Das passiert im Düsseldorfer Restaurierungszentrum im Ehrenhof

Führung : Gemälde, Möbel, Keramik: Restauratoren zeigen ihre Arbeit

Am Ehrenhof liegen viele künftige Exponate, die vor dem Ausstellen noch behandelt werden müssen.

Normalerweise bleiben die Türen hier geschlossen. Denn hinter ihnen kann man viele Besucher nicht gebrauchen. Die Patienten, die hier behandelt und gepäppelt werden, bis sie sich wieder in voller Pracht zeigen können, sind Kunstwerke unterschiedlichster Ausprägung. An diesem Sonntag jedoch öffnete das Restaurierungszentrum der Landeshauptstadt seine Tür und erlaubte einen Einblick in die Arbeit der Restauratoren.

Anlass ist der zweite Europäische Tag der Restaurierung. An diesem Tag öffnen überall in Europa die Zentren und geben einen Blick auf die Exponate, die hier sozusagen auf Genesung warten – und die Techniken, mit denen sie gepflegt werden. Das Düsseldorfer Restaurierungszentrum gibt es schon seit 42 Jahren. Mit sieben Fachbereichen ist es für die städtischen Museen zuständig und hilft vor einer Ausstellung, die Exponate vorzubereiten. 15 Mitarbeiter widmen sich so Dokumenten, Fotos, Gemälden, aber auch Möbeln, Glas und Keramik. Wenn ein Museum eine Ausstellung plant, wird einer der Restauratoren mit einbezogen. Der sieht sich dann die Stücke an und gibt eine Empfehlung ab: Hier sollte man nochmal ran, da gibt es einen kleinen Schaden.

Am Sonntag haben ein paar der Mitarbeiterinnen kleine Stationen aufgebaut. Neben Heide Trommer stehen drei Gläser – oder das, was davon übrig ist. Immer wieder gibt es hier Stücke, die nicht vollständig sind. Was dann? „Früher hat man größere Fehlstellen einfach mit Kunststoff gefüllt“, sagt die Restauratorin. Heute rücke man mehr und mehr davon ab, will eher das authentische Stück zeigen. Dann wird mit kleinen Stützen, etwa aus dünnem Draht, gearbeitet, damit die Handhabe des Exponats möglich ist – es nicht noch mehr kaputtgeht und sich greifen lässt, um es zu platzieren. Wenn doch etwas gefüllt werden soll, wird es kompliziert, denn die passende Farbe Kunststoff für ein altes Glasstück zu finden, ist nicht einfach.
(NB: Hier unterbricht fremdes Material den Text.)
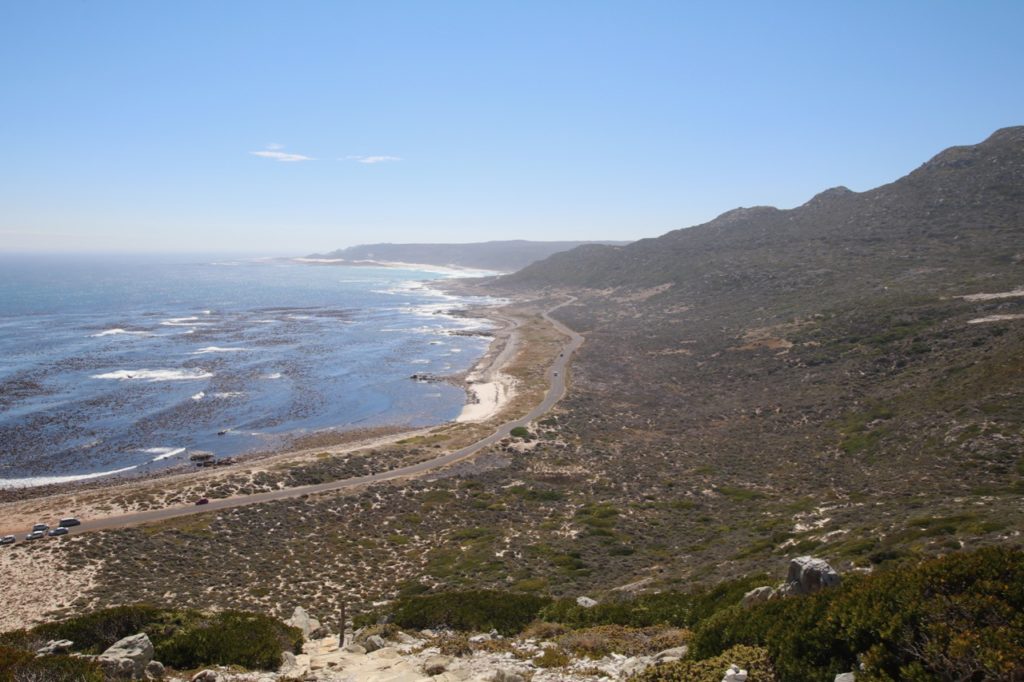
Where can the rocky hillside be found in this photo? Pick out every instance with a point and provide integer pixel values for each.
(957, 220)
(502, 256)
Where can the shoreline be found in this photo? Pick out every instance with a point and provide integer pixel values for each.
(488, 392)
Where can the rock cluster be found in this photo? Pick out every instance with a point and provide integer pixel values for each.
(806, 576)
(128, 658)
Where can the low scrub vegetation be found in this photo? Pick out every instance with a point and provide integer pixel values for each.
(754, 659)
(182, 638)
(956, 617)
(470, 610)
(17, 665)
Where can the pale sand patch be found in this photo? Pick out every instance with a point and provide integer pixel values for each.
(1016, 293)
(1007, 317)
(489, 388)
(35, 581)
(487, 398)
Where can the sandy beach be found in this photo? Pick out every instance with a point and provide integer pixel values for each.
(488, 389)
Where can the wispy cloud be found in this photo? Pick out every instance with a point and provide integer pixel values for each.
(273, 151)
(374, 160)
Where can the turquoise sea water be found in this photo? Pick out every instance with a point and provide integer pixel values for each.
(117, 364)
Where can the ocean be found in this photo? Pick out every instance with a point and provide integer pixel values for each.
(126, 365)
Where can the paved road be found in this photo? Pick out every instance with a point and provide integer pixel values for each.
(555, 374)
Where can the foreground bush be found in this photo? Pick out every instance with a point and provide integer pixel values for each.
(93, 633)
(755, 661)
(471, 610)
(20, 666)
(228, 638)
(956, 617)
(182, 638)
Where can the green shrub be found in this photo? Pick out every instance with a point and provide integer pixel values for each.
(93, 633)
(955, 617)
(682, 609)
(507, 612)
(754, 659)
(17, 666)
(229, 638)
(552, 657)
(182, 638)
(960, 616)
(603, 640)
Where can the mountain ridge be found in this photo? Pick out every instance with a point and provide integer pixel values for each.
(940, 207)
(504, 256)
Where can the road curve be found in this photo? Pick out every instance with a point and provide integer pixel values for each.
(555, 374)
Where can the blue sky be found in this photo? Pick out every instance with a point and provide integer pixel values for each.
(168, 126)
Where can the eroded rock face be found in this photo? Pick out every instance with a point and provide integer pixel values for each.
(206, 676)
(55, 646)
(436, 665)
(734, 674)
(808, 574)
(301, 620)
(675, 653)
(757, 595)
(128, 656)
(155, 670)
(373, 643)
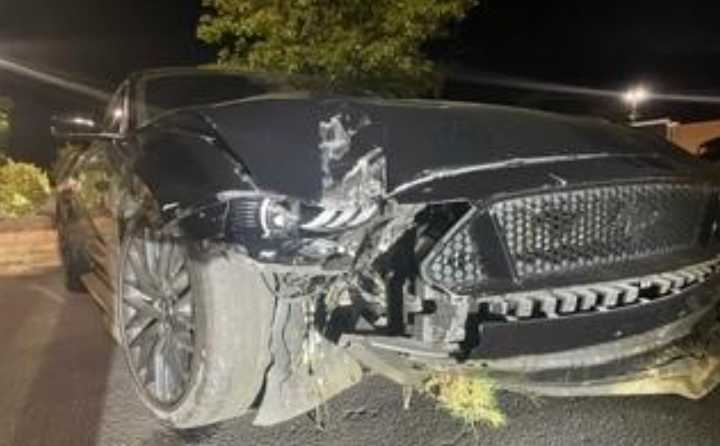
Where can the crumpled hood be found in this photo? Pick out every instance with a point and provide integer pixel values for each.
(305, 146)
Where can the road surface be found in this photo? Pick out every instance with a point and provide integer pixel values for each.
(62, 382)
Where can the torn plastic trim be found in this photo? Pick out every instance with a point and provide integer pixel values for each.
(435, 174)
(689, 368)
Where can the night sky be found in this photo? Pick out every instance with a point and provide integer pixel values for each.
(672, 47)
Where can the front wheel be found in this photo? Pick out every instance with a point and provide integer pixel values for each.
(195, 328)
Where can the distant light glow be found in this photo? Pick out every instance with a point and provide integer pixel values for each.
(52, 79)
(636, 95)
(84, 122)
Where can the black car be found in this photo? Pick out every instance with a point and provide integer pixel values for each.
(256, 246)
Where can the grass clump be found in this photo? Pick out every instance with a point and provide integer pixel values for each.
(468, 397)
(24, 188)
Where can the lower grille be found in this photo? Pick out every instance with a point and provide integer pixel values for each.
(565, 232)
(594, 297)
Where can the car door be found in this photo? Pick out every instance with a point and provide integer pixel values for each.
(98, 187)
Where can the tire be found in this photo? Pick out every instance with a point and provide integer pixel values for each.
(232, 311)
(74, 258)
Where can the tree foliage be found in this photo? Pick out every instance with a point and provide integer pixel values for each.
(5, 125)
(24, 188)
(348, 42)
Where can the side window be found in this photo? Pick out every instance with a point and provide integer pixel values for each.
(116, 115)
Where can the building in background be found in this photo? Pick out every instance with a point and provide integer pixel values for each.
(700, 138)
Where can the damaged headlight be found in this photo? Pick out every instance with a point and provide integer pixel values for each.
(279, 216)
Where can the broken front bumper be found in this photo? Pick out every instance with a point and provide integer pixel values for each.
(665, 345)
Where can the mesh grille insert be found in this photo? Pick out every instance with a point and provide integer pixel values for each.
(570, 231)
(455, 262)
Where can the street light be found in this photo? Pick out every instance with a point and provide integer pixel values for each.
(634, 97)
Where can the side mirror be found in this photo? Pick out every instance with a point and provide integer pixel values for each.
(78, 127)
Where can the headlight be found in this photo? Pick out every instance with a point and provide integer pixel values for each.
(279, 216)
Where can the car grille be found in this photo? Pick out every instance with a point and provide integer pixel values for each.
(566, 232)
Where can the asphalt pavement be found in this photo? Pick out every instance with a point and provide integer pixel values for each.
(62, 382)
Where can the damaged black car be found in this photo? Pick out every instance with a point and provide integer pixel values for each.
(257, 247)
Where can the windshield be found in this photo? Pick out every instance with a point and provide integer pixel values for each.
(157, 95)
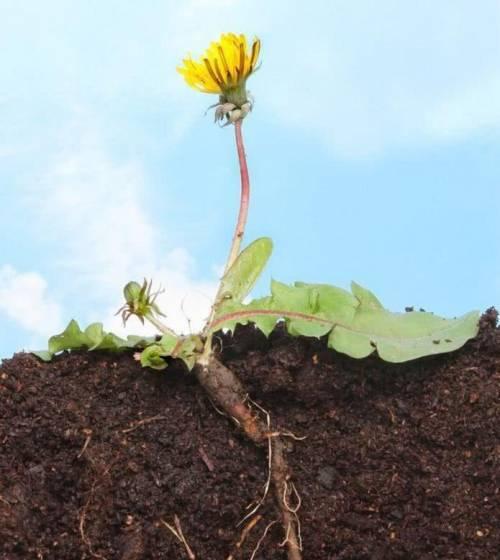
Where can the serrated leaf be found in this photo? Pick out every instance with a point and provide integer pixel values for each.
(153, 356)
(44, 355)
(241, 277)
(71, 338)
(94, 337)
(358, 324)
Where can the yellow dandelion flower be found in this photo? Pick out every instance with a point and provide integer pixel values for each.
(223, 69)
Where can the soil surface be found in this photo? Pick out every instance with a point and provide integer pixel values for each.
(400, 461)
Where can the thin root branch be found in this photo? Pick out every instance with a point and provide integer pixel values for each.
(261, 540)
(142, 422)
(291, 491)
(179, 535)
(223, 387)
(83, 518)
(267, 484)
(85, 444)
(244, 534)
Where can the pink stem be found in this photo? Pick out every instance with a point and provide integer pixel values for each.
(244, 200)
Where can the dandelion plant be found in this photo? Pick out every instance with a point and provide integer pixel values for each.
(352, 322)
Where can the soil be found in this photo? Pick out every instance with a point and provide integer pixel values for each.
(399, 461)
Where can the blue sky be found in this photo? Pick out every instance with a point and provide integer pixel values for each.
(373, 150)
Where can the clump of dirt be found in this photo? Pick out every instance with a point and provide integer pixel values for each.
(399, 462)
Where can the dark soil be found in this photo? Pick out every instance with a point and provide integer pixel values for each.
(400, 461)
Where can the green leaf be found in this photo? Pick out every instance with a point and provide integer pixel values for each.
(94, 337)
(241, 277)
(152, 356)
(44, 355)
(71, 338)
(356, 322)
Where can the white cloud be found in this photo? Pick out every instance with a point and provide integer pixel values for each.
(93, 211)
(24, 299)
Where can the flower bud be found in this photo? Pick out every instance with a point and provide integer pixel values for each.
(132, 292)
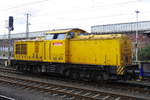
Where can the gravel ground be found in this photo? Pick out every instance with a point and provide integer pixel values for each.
(24, 94)
(32, 95)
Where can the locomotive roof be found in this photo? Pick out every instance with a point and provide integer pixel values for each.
(65, 31)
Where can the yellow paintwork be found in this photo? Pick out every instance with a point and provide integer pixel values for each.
(112, 50)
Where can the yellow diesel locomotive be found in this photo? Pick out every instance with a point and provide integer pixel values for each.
(76, 54)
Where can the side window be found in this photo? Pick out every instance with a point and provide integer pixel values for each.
(49, 37)
(61, 36)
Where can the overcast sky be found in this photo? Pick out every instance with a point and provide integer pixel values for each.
(59, 14)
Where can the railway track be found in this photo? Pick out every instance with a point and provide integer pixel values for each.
(127, 88)
(65, 91)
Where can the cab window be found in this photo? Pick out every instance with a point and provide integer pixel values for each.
(49, 37)
(61, 36)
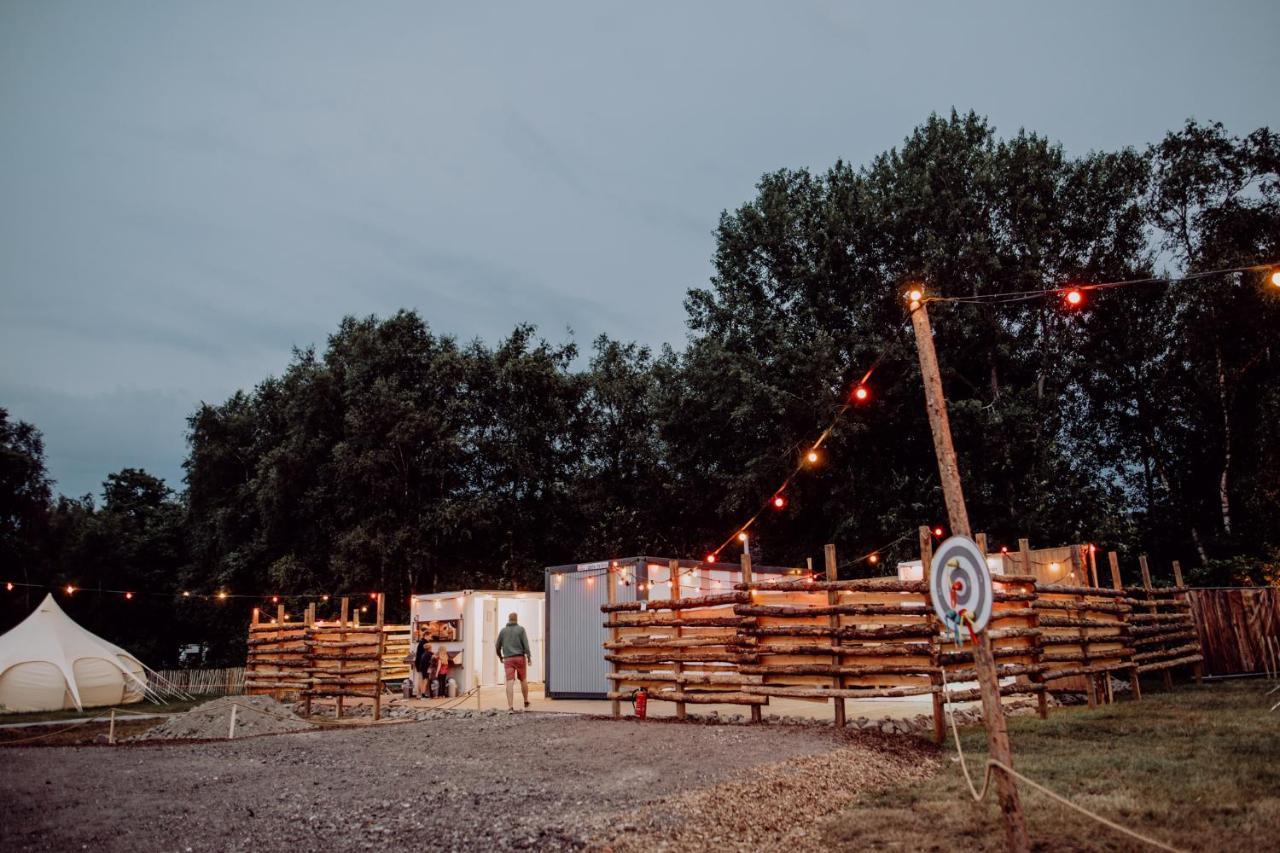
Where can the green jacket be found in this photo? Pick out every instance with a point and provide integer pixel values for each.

Vor dem Füllen wird das Stück aber genau untersucht. UV-Licht kann preisgeben, ob es zum Beispiel schon einmal eine Reparatur gegeben hat. Diese Untersuchung ist immer Teil der Arbeit der Restauratoren. Bei Anna Maria Bungenberg, die in der Gemäldeabteilung tätig ist, hat dies schon zu einer besonderen Entdeckung geführt. Denn unter dem Gemälde „Heimkehr der Fischerflotte“ von Wilhelm Hambüchen offenbarte eine Untersuchung mit Infrarot-Licht ein zweites Bild unter dem sichtbaren. Ja, sogar ein drittes, denn auf der Rückseite wurde noch ein Portrait gefunden. Für ihre Arbeit war das wichtig. Denn was nach der ersten Reinigung auch übrig gebliebener Schmutz hätte sein können, waren tatsächlich nur dunklere Pinselstriche darunter. „Vielleicht hat dem Auftraggeber des Malers das erste Bild nicht gefallen oder das Material war einfach zu knapp“, mutmaßt Bungenberg zu den Gründen für das Übermalen. Ein bis zwei Monate braucht sie, um ein Gemälde wieder an das Museum oder den Auftraggeber zurückgeben zu können. Mit kleinen Pinzetten und Spachtelchen bessert sie Risse in der Leinwand aus und verhilft durch eine Reinigung den Farben zu neuer Frische.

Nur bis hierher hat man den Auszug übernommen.